SYNOPSIS
The blood film is one of the world’s most widely used laboratory tests
for screening, case finding, diagnosis, and monitoring of disease. Blood film
is a smear of a blood sample made on a microscope slide to help in diagnosis.
There are about three types of blood films in haematology, which includes; thin
film, thick film and wet film preparation.
Blood film is highly important in
haematology laboratory because it forms the daily routine in a haematology
laboratory. Blood film can be prepared from fresh blood with no anticoagulant
added or from ethylenediaminetetra-acetic acid (EDTA)-anticoagulated blood. For
thin film, a small drop of blood is placed in the centre line of a slide about
1cm from one end. Without delay, a spreader is placed in front of the drop at
an angle of about 30degree to the slide, moved back to make contact with the
drop of blood. In contact, the blood sample is allowed to spread along contact
line. With a steady movement of the hand, the drop of blood is spread along the
slide. The slide is then labeled and allowed to dry. In thick film preparation,
the spreader is lowered at a very steep angle to make the smear on the slide.

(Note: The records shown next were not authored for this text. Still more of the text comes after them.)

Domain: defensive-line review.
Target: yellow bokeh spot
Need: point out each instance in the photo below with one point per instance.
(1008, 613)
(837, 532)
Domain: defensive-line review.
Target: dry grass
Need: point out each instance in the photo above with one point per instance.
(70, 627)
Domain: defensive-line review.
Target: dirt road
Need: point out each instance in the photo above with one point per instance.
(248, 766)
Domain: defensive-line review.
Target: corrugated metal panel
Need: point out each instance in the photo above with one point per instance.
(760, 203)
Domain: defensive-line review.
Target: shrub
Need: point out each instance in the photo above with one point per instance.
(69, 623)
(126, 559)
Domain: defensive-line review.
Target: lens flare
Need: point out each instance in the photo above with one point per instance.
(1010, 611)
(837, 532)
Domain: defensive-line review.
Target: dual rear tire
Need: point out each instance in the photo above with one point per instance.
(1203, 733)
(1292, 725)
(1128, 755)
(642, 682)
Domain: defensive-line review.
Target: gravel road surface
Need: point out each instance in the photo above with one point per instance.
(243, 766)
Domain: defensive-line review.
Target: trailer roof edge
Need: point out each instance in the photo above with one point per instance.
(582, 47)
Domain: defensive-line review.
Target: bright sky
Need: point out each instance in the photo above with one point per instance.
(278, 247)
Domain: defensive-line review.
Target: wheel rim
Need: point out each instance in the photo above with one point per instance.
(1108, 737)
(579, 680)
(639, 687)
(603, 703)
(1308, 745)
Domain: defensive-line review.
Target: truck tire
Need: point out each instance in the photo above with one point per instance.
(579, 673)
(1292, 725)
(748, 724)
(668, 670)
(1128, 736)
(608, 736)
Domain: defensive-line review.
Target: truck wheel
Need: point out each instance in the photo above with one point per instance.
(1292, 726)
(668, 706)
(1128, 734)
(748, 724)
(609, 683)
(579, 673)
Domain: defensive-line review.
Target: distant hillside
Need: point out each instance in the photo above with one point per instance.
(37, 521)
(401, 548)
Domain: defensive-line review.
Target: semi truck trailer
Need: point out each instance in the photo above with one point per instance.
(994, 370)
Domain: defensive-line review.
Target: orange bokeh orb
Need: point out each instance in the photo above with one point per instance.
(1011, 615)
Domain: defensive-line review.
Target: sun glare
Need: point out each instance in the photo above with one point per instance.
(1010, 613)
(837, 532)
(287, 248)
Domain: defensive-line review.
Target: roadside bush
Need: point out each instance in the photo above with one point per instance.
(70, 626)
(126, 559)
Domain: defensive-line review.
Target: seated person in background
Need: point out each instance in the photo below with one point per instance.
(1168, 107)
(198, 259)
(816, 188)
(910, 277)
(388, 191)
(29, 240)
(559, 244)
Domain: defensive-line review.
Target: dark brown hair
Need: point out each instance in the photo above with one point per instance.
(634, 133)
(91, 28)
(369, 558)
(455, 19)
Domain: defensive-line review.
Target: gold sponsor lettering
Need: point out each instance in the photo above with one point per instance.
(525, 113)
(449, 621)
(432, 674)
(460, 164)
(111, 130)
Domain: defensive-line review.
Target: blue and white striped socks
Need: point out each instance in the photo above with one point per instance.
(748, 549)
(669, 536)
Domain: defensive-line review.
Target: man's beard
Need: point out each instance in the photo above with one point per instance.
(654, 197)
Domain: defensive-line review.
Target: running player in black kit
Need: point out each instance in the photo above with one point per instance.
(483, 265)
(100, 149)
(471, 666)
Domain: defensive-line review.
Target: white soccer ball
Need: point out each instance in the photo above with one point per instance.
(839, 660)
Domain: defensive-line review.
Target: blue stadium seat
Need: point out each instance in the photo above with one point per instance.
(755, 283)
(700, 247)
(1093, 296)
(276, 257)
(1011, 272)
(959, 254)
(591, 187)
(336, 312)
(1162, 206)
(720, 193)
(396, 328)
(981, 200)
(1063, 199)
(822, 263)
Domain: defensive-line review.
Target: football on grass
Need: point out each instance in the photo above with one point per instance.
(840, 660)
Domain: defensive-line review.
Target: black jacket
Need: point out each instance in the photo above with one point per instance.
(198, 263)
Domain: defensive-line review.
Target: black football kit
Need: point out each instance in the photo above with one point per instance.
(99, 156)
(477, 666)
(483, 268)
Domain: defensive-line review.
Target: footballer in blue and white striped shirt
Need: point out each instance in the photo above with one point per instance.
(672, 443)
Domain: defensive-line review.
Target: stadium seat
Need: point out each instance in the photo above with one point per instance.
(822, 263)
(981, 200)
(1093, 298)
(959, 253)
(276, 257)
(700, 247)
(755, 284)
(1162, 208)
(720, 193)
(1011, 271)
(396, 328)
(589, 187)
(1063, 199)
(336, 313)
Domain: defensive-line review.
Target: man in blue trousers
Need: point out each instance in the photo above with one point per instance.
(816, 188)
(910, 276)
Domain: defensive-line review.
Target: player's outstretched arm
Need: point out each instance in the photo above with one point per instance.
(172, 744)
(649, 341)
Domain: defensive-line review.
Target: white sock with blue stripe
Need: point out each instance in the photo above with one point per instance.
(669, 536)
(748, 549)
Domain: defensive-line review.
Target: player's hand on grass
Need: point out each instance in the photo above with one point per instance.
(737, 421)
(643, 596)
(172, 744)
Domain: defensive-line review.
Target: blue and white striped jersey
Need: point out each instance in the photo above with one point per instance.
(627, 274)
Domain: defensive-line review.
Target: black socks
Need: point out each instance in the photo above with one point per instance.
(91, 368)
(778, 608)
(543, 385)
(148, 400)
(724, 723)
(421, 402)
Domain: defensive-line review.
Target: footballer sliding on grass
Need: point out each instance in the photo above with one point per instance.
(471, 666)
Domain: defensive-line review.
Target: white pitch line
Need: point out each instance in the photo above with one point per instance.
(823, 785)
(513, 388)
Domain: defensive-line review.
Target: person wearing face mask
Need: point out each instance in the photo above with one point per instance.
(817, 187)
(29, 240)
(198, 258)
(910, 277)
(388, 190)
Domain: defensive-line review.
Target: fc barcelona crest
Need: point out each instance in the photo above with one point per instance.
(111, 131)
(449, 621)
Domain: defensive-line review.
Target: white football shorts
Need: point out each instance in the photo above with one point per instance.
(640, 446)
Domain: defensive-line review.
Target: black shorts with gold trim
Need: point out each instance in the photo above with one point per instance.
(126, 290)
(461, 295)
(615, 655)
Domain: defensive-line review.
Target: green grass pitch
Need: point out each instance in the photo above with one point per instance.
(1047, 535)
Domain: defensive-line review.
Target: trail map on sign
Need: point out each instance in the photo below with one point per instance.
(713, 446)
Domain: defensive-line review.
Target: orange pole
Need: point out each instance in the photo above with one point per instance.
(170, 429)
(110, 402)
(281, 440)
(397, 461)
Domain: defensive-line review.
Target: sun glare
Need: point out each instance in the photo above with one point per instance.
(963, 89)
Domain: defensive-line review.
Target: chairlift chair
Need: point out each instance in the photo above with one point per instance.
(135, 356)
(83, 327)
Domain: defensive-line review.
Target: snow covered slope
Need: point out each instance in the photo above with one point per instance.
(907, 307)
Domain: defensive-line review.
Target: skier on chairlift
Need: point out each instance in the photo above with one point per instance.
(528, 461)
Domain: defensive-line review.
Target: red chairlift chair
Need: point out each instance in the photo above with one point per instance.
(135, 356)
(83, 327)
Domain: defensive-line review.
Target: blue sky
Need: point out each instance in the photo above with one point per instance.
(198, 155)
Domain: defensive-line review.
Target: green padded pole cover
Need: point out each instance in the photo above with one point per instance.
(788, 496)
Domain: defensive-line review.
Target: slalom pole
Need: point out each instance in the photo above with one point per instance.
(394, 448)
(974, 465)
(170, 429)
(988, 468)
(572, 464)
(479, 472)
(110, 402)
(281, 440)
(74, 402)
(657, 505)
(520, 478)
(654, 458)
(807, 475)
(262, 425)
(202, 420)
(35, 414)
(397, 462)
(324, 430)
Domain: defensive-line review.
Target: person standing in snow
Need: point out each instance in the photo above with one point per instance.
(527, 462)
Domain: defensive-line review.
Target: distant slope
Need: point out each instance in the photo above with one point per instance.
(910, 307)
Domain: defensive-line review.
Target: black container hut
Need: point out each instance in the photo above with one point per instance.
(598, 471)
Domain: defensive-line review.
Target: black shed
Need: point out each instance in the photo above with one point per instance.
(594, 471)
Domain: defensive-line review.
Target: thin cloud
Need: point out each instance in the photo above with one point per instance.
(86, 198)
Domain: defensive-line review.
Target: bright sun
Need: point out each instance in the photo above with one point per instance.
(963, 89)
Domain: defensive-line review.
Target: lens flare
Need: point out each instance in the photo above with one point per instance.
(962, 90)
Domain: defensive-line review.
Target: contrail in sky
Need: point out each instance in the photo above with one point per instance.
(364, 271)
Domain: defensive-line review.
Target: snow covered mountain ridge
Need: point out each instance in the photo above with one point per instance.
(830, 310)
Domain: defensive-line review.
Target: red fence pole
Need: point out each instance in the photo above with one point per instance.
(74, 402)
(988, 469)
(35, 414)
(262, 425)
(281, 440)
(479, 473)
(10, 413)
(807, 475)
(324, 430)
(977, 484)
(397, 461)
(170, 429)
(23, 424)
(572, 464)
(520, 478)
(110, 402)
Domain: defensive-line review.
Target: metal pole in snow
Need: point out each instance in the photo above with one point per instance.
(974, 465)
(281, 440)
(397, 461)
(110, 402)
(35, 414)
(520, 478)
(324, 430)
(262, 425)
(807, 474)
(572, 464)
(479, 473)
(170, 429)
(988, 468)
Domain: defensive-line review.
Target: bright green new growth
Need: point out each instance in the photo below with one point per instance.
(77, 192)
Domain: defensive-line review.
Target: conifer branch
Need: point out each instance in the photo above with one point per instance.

For wet preparation, a diluents is utilized to dilute the cells and also stain
some cell properties to enable diagnosis. In staining of thin and thick film,
romanowsky stains are utilized. Mostly used are leishman and giemsa stains. A
good thin film should not have holes, it should not be too thick, it should
have a tail, body and head, it should not be ragged. A good thick film should
reflect the prints on a paper while placed on it.
INTRODUCTION
Blood film making in haematology is one of the
oldest methodology employed in haematology discipline. Starting with the
concept of blood circulation, which was introduced in 1628, numerous advances
have been made in the field of haematology that have significantly improved the
lives of patients with haematologic disorders and blazed a trail for advances
in other fields. One of these advances is the introduction of blood film making
which was also made in 1628 (Barbara, 2005). In late 1940s, a mechanical aid in
making blood films and blood count, alongside with a blood pipette shaking
machine was introduced.
This was a huge success in haematology practices
because it led way to the now automation that has evolved to help in film making
and cell enumeration (Barbara, 2005). Often, the examination of a peripheral
blood smear is the single most useful procedure in haematology. Blood smear is
a haematological test used to provide information concerning drugs and diseases
that affect the morphology of red cells and white cells; and to help diagnose
certain congenital and acquired diseases. (Berend; 2007). In every case where
pathology may be present, it is good clinical practice to make a blood smear
which allows for a detailed examination of the erythrocytes and leucocytes and
a manual white cell differential (Bentley, 2000).
More
so, a properly performed and analysed blood smear is the most informative of
all haematological tests, allowing examination of all cell types. Blood smear
should be made immediately from fresh blood or within one hour of collecting
blood in EDTA anticoagulant. Even though EDTA prevent clotting, the cells
continue to metabolise oxygen and glucose altering the plasma matrix, leading
to cell stress and altering cell morphology often to the point where subtle or
sometimes gross pathological changes cannot be distinguished (Beutler et al.,1999).